Ellen Dillon, an instructor at Southeast Missouri State University, filed Wednesday for Ward 3. She is the third candidate to file for the seat vacated by Jay Purcell who was elected to the county commission.
"I muddied the water," said Dillon, an adjunct instructor in mass communication and theater. "Now we will have a primary."
The other two candidates so far in that ward are Stan Wicks, who operates a general maintenance company, and R. Todd McBride, who has a mortgage business.
Both Wicks and McBride have stressed their small-business backgrounds.

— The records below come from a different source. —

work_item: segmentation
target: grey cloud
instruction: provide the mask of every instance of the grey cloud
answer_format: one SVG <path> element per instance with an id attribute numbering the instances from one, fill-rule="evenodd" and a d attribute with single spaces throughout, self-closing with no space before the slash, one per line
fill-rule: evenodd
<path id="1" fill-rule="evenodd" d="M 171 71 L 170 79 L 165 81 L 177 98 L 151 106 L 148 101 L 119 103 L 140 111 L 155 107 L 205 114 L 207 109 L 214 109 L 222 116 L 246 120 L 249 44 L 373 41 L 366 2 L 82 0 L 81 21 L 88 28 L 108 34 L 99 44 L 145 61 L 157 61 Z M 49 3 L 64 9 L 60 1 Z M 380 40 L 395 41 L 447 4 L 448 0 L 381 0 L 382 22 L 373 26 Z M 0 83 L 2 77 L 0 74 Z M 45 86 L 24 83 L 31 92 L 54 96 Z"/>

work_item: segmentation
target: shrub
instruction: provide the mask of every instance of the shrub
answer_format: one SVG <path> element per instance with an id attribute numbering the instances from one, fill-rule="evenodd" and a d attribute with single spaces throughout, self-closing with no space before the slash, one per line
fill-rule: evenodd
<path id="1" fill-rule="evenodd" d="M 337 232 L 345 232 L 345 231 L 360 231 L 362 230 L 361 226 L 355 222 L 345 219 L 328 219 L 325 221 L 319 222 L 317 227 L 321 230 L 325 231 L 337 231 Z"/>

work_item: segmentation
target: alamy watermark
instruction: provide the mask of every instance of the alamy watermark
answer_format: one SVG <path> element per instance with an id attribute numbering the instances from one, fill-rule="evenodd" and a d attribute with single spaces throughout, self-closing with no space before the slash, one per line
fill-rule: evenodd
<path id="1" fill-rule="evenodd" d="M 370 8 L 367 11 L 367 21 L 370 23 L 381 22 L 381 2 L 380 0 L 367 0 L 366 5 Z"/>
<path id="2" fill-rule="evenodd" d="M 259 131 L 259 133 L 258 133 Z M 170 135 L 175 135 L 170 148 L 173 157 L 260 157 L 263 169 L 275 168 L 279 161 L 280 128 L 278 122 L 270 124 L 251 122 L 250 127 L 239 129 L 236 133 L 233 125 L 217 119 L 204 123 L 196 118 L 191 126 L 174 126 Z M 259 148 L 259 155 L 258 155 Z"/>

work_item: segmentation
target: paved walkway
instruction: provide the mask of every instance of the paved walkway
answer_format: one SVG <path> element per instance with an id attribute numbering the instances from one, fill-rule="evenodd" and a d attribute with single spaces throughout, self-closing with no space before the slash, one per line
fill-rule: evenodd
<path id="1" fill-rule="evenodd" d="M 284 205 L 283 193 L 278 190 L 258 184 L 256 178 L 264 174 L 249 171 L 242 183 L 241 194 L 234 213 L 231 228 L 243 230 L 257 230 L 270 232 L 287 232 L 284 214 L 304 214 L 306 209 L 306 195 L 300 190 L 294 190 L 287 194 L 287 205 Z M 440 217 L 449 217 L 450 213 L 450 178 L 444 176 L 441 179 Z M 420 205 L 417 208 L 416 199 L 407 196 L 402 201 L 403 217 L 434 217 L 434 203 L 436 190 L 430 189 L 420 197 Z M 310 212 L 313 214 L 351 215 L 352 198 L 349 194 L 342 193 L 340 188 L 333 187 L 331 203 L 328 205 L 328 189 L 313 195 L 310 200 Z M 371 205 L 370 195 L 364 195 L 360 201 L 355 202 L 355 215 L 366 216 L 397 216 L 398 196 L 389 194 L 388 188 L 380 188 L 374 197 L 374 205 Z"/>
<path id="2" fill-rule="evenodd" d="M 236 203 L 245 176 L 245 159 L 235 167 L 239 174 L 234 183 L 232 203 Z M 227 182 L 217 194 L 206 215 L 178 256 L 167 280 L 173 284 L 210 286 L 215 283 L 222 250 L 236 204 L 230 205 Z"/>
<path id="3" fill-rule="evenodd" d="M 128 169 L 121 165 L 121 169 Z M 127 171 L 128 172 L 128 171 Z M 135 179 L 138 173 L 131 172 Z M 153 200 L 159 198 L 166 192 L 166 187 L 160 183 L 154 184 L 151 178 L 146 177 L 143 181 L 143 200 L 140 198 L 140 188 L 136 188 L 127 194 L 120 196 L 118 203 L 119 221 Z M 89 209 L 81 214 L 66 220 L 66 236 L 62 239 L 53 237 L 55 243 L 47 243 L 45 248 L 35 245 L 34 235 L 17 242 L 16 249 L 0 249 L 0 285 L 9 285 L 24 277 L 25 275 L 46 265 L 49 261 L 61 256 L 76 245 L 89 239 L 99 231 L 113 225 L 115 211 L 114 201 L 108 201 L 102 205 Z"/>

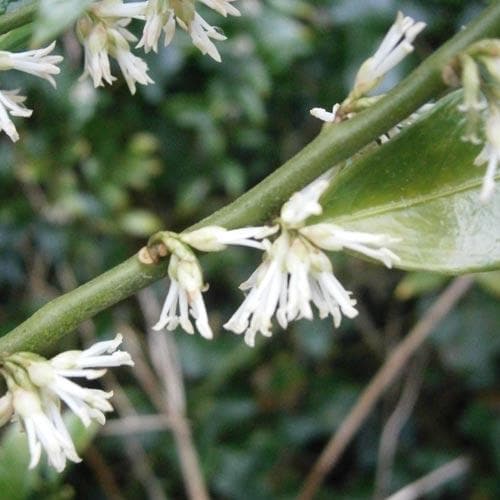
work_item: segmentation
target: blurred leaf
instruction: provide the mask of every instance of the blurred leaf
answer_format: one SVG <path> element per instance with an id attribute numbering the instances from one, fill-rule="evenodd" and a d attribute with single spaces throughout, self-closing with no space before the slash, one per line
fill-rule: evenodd
<path id="1" fill-rule="evenodd" d="M 394 296 L 399 300 L 409 300 L 429 292 L 446 283 L 446 276 L 439 273 L 415 272 L 408 273 L 398 283 Z"/>
<path id="2" fill-rule="evenodd" d="M 31 45 L 39 47 L 73 24 L 92 0 L 41 0 Z"/>
<path id="3" fill-rule="evenodd" d="M 355 160 L 325 194 L 321 219 L 400 238 L 398 267 L 446 273 L 500 267 L 500 190 L 479 201 L 479 148 L 464 143 L 462 94 Z M 498 175 L 500 177 L 500 173 Z"/>
<path id="4" fill-rule="evenodd" d="M 293 59 L 310 50 L 309 30 L 295 19 L 279 15 L 273 9 L 266 9 L 255 29 L 262 51 L 278 70 L 284 70 Z"/>
<path id="5" fill-rule="evenodd" d="M 95 436 L 98 426 L 92 424 L 86 428 L 72 413 L 66 413 L 64 421 L 76 450 L 81 455 Z M 43 466 L 38 465 L 37 468 L 29 470 L 29 460 L 26 434 L 19 424 L 10 425 L 0 443 L 0 492 L 3 498 L 24 500 L 42 485 L 46 487 L 47 482 L 58 483 L 64 478 L 64 473 L 59 474 L 50 469 L 42 481 L 40 469 Z M 44 460 L 45 458 L 42 458 L 42 461 Z M 71 462 L 67 463 L 66 472 L 69 467 Z"/>
<path id="6" fill-rule="evenodd" d="M 445 366 L 464 375 L 469 387 L 495 382 L 500 356 L 498 302 L 474 293 L 443 320 L 430 341 Z"/>
<path id="7" fill-rule="evenodd" d="M 0 446 L 0 491 L 5 498 L 27 498 L 39 480 L 38 471 L 28 470 L 29 453 L 26 435 L 14 424 L 2 436 Z"/>
<path id="8" fill-rule="evenodd" d="M 485 290 L 500 298 L 500 271 L 476 274 L 476 281 Z"/>
<path id="9" fill-rule="evenodd" d="M 123 215 L 119 220 L 119 225 L 128 234 L 144 237 L 159 231 L 162 222 L 155 214 L 138 209 Z"/>

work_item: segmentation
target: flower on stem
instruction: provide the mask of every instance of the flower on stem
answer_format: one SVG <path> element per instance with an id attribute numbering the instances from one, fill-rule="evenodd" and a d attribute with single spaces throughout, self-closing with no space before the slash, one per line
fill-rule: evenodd
<path id="1" fill-rule="evenodd" d="M 224 325 L 226 330 L 241 334 L 245 342 L 253 347 L 255 334 L 271 336 L 271 319 L 276 307 L 281 311 L 286 301 L 285 259 L 289 247 L 288 235 L 284 234 L 265 252 L 262 264 L 250 278 L 240 285 L 240 290 L 249 290 L 245 300 Z"/>
<path id="2" fill-rule="evenodd" d="M 415 22 L 398 12 L 396 21 L 385 35 L 375 54 L 359 68 L 353 93 L 365 95 L 379 85 L 382 78 L 413 52 L 413 40 L 425 28 L 425 23 Z"/>
<path id="3" fill-rule="evenodd" d="M 263 239 L 278 231 L 278 226 L 243 227 L 225 229 L 220 226 L 205 226 L 187 233 L 179 238 L 187 245 L 202 252 L 219 252 L 228 245 L 237 245 L 264 250 Z"/>
<path id="4" fill-rule="evenodd" d="M 181 244 L 179 244 L 181 245 Z M 211 339 L 212 329 L 208 323 L 207 310 L 202 292 L 207 289 L 203 284 L 203 275 L 198 259 L 185 247 L 182 257 L 173 253 L 168 265 L 170 288 L 161 310 L 158 323 L 153 330 L 175 330 L 178 325 L 190 334 L 194 333 L 189 316 L 195 320 L 195 325 L 202 337 Z"/>
<path id="5" fill-rule="evenodd" d="M 353 318 L 358 314 L 351 292 L 335 277 L 322 250 L 346 248 L 387 267 L 399 260 L 385 247 L 397 241 L 387 235 L 348 231 L 329 222 L 306 224 L 311 215 L 321 214 L 319 200 L 330 177 L 328 172 L 316 179 L 283 205 L 280 236 L 267 245 L 262 264 L 240 285 L 248 294 L 224 328 L 244 333 L 249 346 L 255 345 L 258 332 L 271 336 L 275 314 L 282 328 L 294 320 L 313 319 L 311 303 L 321 318 L 332 316 L 336 327 L 342 315 Z"/>
<path id="6" fill-rule="evenodd" d="M 33 110 L 24 106 L 25 100 L 19 90 L 0 90 L 0 132 L 3 130 L 13 142 L 19 140 L 19 134 L 9 115 L 30 117 Z"/>
<path id="7" fill-rule="evenodd" d="M 0 71 L 17 70 L 47 80 L 54 87 L 54 75 L 60 72 L 57 66 L 62 56 L 50 55 L 54 50 L 55 42 L 45 48 L 28 50 L 25 52 L 7 52 L 0 50 Z M 4 131 L 9 138 L 16 142 L 19 134 L 10 116 L 31 116 L 33 110 L 24 106 L 26 97 L 19 95 L 20 90 L 0 91 L 0 131 Z M 10 116 L 9 116 L 10 115 Z"/>
<path id="8" fill-rule="evenodd" d="M 175 12 L 168 0 L 149 0 L 145 10 L 146 22 L 142 38 L 137 47 L 144 47 L 144 52 L 158 52 L 158 42 L 163 31 L 165 47 L 170 44 L 175 35 Z"/>
<path id="9" fill-rule="evenodd" d="M 170 288 L 154 330 L 174 330 L 177 326 L 193 334 L 194 328 L 189 316 L 195 320 L 200 334 L 211 339 L 212 329 L 208 323 L 202 292 L 208 286 L 203 282 L 200 263 L 190 247 L 202 252 L 219 252 L 228 245 L 246 246 L 263 250 L 264 238 L 275 233 L 278 226 L 244 227 L 225 229 L 220 226 L 206 226 L 181 234 L 164 231 L 153 236 L 152 241 L 161 242 L 171 254 L 168 266 Z M 264 241 L 262 241 L 264 240 Z"/>
<path id="10" fill-rule="evenodd" d="M 58 75 L 61 72 L 57 65 L 63 60 L 62 56 L 50 55 L 55 46 L 56 42 L 52 42 L 42 49 L 17 53 L 0 50 L 0 70 L 23 71 L 43 78 L 55 87 L 56 82 L 53 75 Z"/>
<path id="11" fill-rule="evenodd" d="M 28 437 L 30 468 L 38 464 L 42 449 L 59 472 L 66 460 L 80 461 L 62 419 L 61 401 L 85 426 L 92 420 L 104 424 L 104 413 L 113 410 L 109 403 L 113 393 L 82 387 L 70 379 L 96 379 L 108 367 L 133 366 L 130 355 L 117 350 L 121 342 L 122 336 L 117 335 L 112 341 L 98 342 L 84 351 L 64 352 L 50 360 L 29 352 L 3 359 L 1 373 L 8 392 L 0 405 L 1 421 L 5 423 L 9 411 L 20 419 Z"/>
<path id="12" fill-rule="evenodd" d="M 309 111 L 309 113 L 318 120 L 321 120 L 326 123 L 333 123 L 337 118 L 337 113 L 339 109 L 340 109 L 340 104 L 337 102 L 336 104 L 333 105 L 331 111 L 327 111 L 325 108 L 312 108 Z"/>
<path id="13" fill-rule="evenodd" d="M 239 16 L 240 12 L 232 5 L 235 0 L 201 0 L 207 7 L 224 17 Z M 202 54 L 208 54 L 217 62 L 221 57 L 212 40 L 225 40 L 226 37 L 216 27 L 211 26 L 196 12 L 193 0 L 150 0 L 145 10 L 146 23 L 142 38 L 137 47 L 145 52 L 157 52 L 158 42 L 164 33 L 164 45 L 173 39 L 176 25 L 191 37 L 191 41 Z"/>
<path id="14" fill-rule="evenodd" d="M 207 7 L 218 12 L 221 16 L 240 16 L 240 11 L 232 5 L 236 0 L 201 0 Z"/>
<path id="15" fill-rule="evenodd" d="M 415 22 L 411 17 L 398 12 L 396 21 L 375 54 L 359 68 L 354 87 L 342 104 L 335 104 L 331 111 L 312 108 L 311 115 L 326 123 L 334 123 L 351 118 L 357 112 L 374 105 L 381 96 L 366 95 L 381 83 L 387 72 L 413 52 L 412 42 L 424 28 L 425 23 Z"/>
<path id="16" fill-rule="evenodd" d="M 66 460 L 81 461 L 73 441 L 53 401 L 44 408 L 43 401 L 35 391 L 16 387 L 12 390 L 12 405 L 21 420 L 28 438 L 30 452 L 29 468 L 38 465 L 42 448 L 47 453 L 49 464 L 57 472 L 66 466 Z"/>
<path id="17" fill-rule="evenodd" d="M 131 94 L 136 84 L 154 83 L 148 75 L 146 62 L 132 54 L 129 42 L 137 38 L 126 29 L 132 18 L 142 17 L 147 2 L 113 2 L 103 0 L 89 7 L 77 22 L 77 34 L 85 53 L 84 72 L 92 78 L 94 87 L 111 85 L 116 78 L 111 74 L 109 57 L 117 60 Z"/>

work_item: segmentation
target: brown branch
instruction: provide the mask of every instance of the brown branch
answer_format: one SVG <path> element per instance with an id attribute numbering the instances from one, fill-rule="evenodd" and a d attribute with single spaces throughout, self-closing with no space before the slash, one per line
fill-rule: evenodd
<path id="1" fill-rule="evenodd" d="M 424 353 L 425 354 L 425 353 Z M 424 378 L 427 357 L 419 355 L 408 371 L 398 403 L 384 425 L 378 448 L 374 499 L 386 498 L 390 489 L 392 467 L 399 435 L 410 418 Z"/>
<path id="2" fill-rule="evenodd" d="M 191 428 L 186 417 L 186 393 L 177 345 L 172 334 L 152 332 L 151 327 L 160 316 L 160 304 L 150 289 L 138 294 L 146 325 L 149 354 L 153 367 L 163 386 L 163 409 L 168 416 L 181 464 L 184 485 L 191 500 L 209 500 L 205 479 L 201 471 L 198 453 Z"/>
<path id="3" fill-rule="evenodd" d="M 314 497 L 325 476 L 335 466 L 384 391 L 395 380 L 401 368 L 434 331 L 439 322 L 469 290 L 472 283 L 471 277 L 455 278 L 404 340 L 393 350 L 314 464 L 299 494 L 300 500 L 310 500 Z"/>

In Ward 4, former councilwoman Loretta Schneider has filed to fill the seat vacated last fall by Hugh White, who resigned because his business schedule conflicted with council meetings.
"I have a great deal of experience in local government," said Schneider, who filed Tuesday. Schneider was elected to the city council in 1981 and was the first woman to serve on the council. She was re-elected to a four-year term and in 1986 ran unsuccessfully for mayor.
Another former councilman, J.J. Williamson, has expressed interest in running for the seat. He has been collecting signatures on a nominating petition in the northside ward.
Williamson served on the city council from 1994 to 1998. He was the first and only black to serve on the council.
If only two candidates run for the Ward 4 seat, voters will make the final choice at the April 5 election. If three or more candidates file for the seat, the April election will become a primary election as will occur in Ward 3.
Voters in a primary would narrow the field of candidates in a ward to two. Voters in that ward would choose from those two candidates in a special general election on June 7, something that is already assured in Ward 3, which is in the central part of the city.
Residents of those two wards have until 5 p.m. Tuesday to file as candidates. To do so they have to submit nominating petitions bearing signatures of at least 50 registered voters in the ward.
Under the city charter, candidates must be at least 21 years of age, registered voters and have resided in the city for at least two years prior to their election. Candidates also must have resided in their respective wards for at least 90 days prior to the start of the filing period.